For general property insurance, FEMA will use the Applicant's insurance adjustment, if available, to reduce the eligible amount of funding by the amount of the actual insurance proceeds provided. However, if this amount is unknown, a FEMA insurance Specialist will review the insurance policy and damaged facility to determine the anticipated insurance proceeds, which are then deducted from the original eligible amount. As a condition of receiving Federal assistance, the Applicant must obtain and maintain insurance sufficient to protect against future loss to such property from the same peril for the life of the project.
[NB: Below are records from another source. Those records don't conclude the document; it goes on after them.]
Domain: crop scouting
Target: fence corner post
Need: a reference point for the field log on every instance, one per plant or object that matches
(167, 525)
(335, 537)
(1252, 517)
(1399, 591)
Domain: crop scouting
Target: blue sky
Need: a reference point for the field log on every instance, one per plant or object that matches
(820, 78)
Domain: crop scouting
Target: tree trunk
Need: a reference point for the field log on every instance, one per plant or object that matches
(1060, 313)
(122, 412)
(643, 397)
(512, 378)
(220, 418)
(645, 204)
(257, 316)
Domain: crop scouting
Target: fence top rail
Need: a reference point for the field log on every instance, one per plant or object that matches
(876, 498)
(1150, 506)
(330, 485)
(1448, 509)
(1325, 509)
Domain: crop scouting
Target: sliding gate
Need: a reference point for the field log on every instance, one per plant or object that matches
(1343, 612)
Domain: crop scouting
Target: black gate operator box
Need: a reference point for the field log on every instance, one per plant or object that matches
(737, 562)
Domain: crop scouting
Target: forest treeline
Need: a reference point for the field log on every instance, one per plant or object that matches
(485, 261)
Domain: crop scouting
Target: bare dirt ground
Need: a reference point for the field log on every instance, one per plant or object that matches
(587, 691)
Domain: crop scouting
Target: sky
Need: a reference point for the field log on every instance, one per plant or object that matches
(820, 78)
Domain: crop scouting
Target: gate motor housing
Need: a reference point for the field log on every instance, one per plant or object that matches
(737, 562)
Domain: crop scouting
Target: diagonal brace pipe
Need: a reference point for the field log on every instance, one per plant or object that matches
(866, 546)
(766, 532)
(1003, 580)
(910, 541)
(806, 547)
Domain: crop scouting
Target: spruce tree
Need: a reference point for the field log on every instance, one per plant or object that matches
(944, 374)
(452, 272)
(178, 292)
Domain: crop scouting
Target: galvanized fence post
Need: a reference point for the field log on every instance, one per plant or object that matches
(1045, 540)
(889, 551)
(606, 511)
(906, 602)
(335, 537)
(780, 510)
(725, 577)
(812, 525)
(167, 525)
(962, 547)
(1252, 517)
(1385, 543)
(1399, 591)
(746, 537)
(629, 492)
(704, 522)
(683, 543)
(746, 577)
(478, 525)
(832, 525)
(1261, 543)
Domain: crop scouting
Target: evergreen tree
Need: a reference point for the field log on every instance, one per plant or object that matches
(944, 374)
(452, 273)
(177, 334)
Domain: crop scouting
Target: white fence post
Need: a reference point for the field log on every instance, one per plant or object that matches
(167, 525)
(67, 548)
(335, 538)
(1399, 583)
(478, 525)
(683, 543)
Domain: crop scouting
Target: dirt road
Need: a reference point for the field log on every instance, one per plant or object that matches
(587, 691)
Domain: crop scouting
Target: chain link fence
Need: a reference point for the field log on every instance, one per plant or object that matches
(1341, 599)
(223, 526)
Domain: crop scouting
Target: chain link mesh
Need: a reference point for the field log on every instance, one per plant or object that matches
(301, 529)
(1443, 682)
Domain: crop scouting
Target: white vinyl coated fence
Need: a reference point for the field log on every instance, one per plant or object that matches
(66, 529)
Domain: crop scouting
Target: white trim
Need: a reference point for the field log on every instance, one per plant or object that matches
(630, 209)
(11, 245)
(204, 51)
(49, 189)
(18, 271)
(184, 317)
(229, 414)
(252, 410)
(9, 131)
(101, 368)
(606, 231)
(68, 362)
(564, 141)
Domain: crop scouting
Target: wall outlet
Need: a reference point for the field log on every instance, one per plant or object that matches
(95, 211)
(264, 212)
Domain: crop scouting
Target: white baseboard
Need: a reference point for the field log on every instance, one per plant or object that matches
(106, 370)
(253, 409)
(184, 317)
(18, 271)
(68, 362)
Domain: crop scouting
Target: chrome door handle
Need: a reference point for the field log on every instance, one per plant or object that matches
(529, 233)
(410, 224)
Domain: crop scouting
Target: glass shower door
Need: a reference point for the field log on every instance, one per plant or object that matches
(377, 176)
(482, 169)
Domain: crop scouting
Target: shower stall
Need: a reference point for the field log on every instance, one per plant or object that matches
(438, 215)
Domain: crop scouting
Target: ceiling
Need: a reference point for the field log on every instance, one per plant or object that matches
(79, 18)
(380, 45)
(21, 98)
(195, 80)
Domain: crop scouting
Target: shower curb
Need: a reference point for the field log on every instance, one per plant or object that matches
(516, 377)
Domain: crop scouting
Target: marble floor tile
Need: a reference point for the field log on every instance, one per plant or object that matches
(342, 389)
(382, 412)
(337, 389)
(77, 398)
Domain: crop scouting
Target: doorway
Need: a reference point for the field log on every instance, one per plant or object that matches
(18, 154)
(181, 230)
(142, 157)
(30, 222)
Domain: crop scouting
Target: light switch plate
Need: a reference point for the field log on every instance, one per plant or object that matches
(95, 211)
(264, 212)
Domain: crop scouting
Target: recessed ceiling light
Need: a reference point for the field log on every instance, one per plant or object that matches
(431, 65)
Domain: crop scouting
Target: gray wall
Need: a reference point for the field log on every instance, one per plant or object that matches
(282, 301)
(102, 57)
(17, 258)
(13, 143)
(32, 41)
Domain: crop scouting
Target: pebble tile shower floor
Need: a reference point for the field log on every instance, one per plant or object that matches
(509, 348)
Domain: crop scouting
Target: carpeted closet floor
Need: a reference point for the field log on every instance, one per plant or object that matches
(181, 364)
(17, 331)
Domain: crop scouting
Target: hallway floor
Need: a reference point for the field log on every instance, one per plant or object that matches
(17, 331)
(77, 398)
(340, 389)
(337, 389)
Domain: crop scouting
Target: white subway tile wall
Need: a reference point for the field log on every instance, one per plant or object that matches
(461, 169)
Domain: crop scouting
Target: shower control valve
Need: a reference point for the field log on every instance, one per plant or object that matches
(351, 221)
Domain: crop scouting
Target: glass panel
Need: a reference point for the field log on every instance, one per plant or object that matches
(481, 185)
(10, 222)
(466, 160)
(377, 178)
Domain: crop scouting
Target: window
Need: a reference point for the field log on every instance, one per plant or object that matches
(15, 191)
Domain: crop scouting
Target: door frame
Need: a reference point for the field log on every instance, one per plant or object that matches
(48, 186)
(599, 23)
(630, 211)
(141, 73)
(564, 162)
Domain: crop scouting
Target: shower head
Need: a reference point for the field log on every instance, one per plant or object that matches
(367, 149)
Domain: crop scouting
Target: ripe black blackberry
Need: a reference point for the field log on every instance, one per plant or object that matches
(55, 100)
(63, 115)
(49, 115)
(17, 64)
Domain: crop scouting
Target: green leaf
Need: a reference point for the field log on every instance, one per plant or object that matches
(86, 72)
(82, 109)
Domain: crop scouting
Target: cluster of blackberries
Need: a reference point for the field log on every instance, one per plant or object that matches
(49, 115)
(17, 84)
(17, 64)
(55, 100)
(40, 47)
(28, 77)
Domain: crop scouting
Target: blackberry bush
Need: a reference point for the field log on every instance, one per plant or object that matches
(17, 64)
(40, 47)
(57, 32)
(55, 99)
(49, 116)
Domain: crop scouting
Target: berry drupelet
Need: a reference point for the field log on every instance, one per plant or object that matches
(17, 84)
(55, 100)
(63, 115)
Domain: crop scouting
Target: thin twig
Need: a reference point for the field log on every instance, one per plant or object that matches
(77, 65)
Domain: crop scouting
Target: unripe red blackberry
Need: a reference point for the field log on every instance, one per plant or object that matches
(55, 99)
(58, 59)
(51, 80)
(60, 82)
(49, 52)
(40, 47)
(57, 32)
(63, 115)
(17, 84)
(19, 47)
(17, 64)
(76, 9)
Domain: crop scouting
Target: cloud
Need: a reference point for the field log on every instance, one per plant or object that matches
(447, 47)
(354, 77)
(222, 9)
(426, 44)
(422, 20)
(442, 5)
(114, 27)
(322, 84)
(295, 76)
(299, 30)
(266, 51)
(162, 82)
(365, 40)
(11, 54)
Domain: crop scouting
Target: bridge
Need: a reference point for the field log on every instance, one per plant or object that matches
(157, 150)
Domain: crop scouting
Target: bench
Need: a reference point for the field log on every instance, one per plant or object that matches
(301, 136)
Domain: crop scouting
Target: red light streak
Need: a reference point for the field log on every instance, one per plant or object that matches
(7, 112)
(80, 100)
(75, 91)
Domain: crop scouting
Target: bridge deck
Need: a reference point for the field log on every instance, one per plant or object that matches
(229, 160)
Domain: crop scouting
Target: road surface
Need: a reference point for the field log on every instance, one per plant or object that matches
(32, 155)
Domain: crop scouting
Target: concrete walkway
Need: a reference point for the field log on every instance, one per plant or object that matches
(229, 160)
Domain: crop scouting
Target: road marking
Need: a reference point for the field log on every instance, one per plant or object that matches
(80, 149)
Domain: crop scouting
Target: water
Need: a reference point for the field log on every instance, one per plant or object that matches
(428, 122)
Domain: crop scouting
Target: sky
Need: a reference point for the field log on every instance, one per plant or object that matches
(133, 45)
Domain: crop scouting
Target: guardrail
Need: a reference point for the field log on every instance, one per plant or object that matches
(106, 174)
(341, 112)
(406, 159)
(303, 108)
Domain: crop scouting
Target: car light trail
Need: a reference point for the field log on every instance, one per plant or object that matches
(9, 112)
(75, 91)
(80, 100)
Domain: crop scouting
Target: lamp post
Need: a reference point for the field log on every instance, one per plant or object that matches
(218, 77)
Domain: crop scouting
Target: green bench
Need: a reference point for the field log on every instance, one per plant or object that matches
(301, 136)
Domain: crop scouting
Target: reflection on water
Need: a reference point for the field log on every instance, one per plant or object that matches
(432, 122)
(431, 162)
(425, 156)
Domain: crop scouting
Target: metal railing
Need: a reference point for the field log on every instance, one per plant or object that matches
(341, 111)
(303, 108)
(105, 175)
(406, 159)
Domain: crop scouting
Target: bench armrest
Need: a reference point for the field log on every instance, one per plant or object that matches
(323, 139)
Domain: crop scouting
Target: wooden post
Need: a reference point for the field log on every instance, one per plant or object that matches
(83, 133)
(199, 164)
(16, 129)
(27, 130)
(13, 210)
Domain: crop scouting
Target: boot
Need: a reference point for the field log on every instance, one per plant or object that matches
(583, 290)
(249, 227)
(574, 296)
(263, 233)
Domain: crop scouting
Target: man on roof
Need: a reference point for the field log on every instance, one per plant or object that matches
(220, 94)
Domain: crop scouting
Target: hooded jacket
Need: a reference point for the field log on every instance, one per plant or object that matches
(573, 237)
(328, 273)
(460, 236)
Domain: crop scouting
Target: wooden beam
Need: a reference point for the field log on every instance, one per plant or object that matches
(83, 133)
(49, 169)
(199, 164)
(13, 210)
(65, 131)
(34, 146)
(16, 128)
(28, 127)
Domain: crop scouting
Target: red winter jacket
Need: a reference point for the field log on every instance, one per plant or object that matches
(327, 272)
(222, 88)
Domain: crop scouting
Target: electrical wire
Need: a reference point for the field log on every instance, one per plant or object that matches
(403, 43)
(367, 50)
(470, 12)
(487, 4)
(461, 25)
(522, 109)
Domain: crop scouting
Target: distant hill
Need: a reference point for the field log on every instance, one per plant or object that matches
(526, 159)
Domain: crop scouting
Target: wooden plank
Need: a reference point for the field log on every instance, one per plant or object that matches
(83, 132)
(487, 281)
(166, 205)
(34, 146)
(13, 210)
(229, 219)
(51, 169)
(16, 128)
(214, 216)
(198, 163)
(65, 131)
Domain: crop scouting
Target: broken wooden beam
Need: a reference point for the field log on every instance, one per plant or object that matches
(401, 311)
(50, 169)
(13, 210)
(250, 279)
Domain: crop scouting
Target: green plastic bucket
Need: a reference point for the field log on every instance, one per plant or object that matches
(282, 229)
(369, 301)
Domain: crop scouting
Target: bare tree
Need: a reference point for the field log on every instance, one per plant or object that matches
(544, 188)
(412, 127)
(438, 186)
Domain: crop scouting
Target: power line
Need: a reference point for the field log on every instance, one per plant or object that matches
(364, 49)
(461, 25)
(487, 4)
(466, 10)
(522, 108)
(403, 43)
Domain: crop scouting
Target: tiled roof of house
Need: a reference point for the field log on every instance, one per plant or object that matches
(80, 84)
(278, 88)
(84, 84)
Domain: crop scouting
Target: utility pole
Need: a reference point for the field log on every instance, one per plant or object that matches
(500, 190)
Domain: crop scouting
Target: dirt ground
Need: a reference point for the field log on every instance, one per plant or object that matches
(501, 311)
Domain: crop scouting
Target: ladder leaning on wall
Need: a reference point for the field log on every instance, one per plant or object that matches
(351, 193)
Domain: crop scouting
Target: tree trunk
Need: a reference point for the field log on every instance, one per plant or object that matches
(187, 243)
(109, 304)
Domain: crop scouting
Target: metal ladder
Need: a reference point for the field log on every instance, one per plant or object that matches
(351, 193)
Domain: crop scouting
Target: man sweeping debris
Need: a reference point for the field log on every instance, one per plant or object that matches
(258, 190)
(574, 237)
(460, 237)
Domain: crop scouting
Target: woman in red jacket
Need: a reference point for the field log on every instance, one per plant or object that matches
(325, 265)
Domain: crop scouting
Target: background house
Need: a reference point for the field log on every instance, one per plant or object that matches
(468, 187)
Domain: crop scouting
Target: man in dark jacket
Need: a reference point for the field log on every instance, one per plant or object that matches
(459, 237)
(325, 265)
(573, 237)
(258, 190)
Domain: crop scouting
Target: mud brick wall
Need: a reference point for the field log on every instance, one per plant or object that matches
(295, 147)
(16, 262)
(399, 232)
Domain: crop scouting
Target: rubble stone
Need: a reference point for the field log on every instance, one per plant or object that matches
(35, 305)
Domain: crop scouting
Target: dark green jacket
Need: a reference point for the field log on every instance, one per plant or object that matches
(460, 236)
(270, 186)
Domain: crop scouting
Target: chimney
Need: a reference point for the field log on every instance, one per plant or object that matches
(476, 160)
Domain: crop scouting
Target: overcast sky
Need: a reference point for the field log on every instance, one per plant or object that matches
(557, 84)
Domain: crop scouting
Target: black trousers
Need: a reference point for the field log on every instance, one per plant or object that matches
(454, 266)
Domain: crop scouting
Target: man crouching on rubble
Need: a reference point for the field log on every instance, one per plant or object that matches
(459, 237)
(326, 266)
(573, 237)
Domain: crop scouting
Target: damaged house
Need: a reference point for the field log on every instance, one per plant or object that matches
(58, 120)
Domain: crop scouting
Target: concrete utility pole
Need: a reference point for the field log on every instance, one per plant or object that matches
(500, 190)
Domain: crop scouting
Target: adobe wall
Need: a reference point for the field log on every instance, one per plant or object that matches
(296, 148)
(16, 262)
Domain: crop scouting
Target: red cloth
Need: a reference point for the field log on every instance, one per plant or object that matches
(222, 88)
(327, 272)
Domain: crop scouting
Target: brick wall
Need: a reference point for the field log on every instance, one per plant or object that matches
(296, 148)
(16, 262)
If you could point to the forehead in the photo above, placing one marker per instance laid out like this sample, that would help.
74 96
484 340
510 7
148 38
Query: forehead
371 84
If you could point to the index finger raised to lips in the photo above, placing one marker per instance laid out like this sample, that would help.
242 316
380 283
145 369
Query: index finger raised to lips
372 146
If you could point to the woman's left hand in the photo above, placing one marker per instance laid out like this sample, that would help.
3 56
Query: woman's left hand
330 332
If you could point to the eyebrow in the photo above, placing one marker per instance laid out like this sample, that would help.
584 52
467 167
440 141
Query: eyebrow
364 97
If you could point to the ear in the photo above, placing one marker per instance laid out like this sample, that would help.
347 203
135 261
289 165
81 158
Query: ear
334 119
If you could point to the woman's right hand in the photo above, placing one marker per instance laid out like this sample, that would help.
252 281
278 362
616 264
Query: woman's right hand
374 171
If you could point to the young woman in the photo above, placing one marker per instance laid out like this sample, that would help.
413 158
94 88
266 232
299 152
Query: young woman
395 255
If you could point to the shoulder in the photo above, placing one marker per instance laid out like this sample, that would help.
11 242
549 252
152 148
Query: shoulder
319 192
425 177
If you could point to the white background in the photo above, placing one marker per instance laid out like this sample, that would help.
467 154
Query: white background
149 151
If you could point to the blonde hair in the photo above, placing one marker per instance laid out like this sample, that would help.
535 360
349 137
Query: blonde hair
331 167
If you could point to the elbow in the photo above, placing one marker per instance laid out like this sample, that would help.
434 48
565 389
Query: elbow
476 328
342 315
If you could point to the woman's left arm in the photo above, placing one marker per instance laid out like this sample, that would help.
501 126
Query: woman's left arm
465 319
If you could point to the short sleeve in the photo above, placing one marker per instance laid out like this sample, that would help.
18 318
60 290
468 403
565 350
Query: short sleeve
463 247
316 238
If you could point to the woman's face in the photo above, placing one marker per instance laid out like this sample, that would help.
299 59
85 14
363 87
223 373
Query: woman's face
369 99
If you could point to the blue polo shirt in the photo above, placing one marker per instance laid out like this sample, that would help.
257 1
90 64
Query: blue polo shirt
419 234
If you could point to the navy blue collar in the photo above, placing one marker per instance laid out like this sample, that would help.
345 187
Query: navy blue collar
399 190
For flood damage, the reduction of eligible costs is dependent on whether or not the damage is located within the Special Flood Hazard Area (SFHA). The SFHA is a comprehensive term established by the National Flood Insurance Program (NFIP) that includes areas of the 100-year floodplain, a floodway or a coastal high hazard area. If the damage occurs outside of the designated SFHA, the reduction is the same as described for general property insurance. If the damage is within the SFHA, and the Applicant has flood insurance but no NFIP coverage, then FEMA will compare the Applicant's flood insurance adjustment to what they could have obtained through NFIP coverage. Based on the two adjustments, FEMA will use the highest adjustment to deduct from the eligible costs.
If the insurance is not maintained, the facility will receive no future assistance.
If the eligible damage is less than $5,000, the purchase of insurance is not required.